Locally purchased Stingray at Economy Auto - owner is still around but the bike got away a few years after the photo was taken.


----------



## rfeagleye (Feb 26, 2019)

I like that his dad is having a smoke while holding the bike...


----------



## Stevo (Feb 26, 2019)

Nice picture , love the t's , Ford and black semi dress shoes.


----------



## wheelbender6 (Feb 26, 2019)

Fairlane GT with a 390 in the background?


----------



## bikemonkey (Feb 27, 2019)

I first met this "kid" in the pic in my shop a couple of weeks ago and I asked for a copy to share here and archive. It's a Coppertone Ray and a replica is currently being pieced together for him by a friend. 

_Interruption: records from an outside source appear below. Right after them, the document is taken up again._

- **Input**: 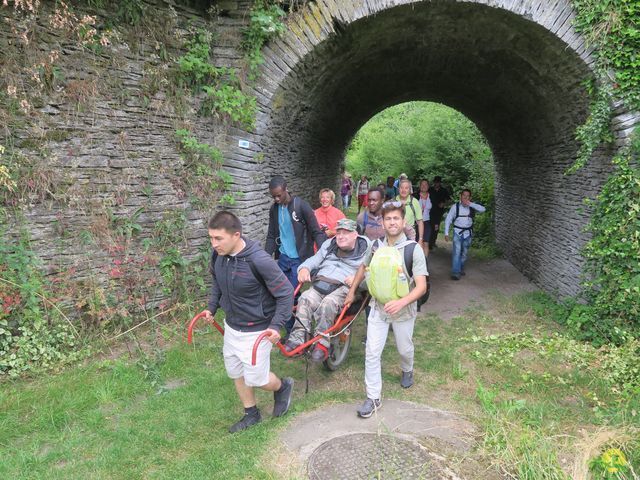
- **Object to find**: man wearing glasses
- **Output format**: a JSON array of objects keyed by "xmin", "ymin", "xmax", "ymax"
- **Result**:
[{"xmin": 285, "ymin": 218, "xmax": 371, "ymax": 363}]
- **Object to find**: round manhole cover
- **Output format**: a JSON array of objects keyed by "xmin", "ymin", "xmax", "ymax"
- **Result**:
[{"xmin": 309, "ymin": 433, "xmax": 435, "ymax": 480}]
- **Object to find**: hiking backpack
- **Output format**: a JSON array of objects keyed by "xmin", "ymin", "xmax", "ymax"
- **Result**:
[{"xmin": 367, "ymin": 239, "xmax": 417, "ymax": 304}]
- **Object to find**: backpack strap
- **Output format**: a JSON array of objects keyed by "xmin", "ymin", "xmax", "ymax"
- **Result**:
[
  {"xmin": 211, "ymin": 250, "xmax": 269, "ymax": 290},
  {"xmin": 452, "ymin": 202, "xmax": 476, "ymax": 232},
  {"xmin": 358, "ymin": 210, "xmax": 369, "ymax": 235},
  {"xmin": 293, "ymin": 196, "xmax": 307, "ymax": 228},
  {"xmin": 404, "ymin": 241, "xmax": 417, "ymax": 278},
  {"xmin": 409, "ymin": 196, "xmax": 422, "ymax": 223},
  {"xmin": 371, "ymin": 237, "xmax": 417, "ymax": 278}
]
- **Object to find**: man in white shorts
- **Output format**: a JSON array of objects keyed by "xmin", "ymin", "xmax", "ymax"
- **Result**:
[{"xmin": 205, "ymin": 212, "xmax": 293, "ymax": 433}]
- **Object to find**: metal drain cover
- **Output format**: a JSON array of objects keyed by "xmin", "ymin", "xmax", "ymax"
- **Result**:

Dad is radiating bad ass...kid is ecstatic. I love how his pants are 4 inches too long with rolled cuffs. The idea was they had to last through your growth spurt and you better damn well not tear a hole in them too soon.


----------



## videoranger (Feb 27, 2019)

That's a good dad.


----------



## vincev (Feb 27, 2019)

Back when dads were real men.


----------



## Dbike (Aug 27, 2020)

wheelbender6 said:


> Fairlane GT with a 390 in the background?



Replying to this thread because of the car question. I checked with a Fairlane enthusiast. He said, yes, it is a Fairlane. A 1967 with aftermarket hubcaps.


----------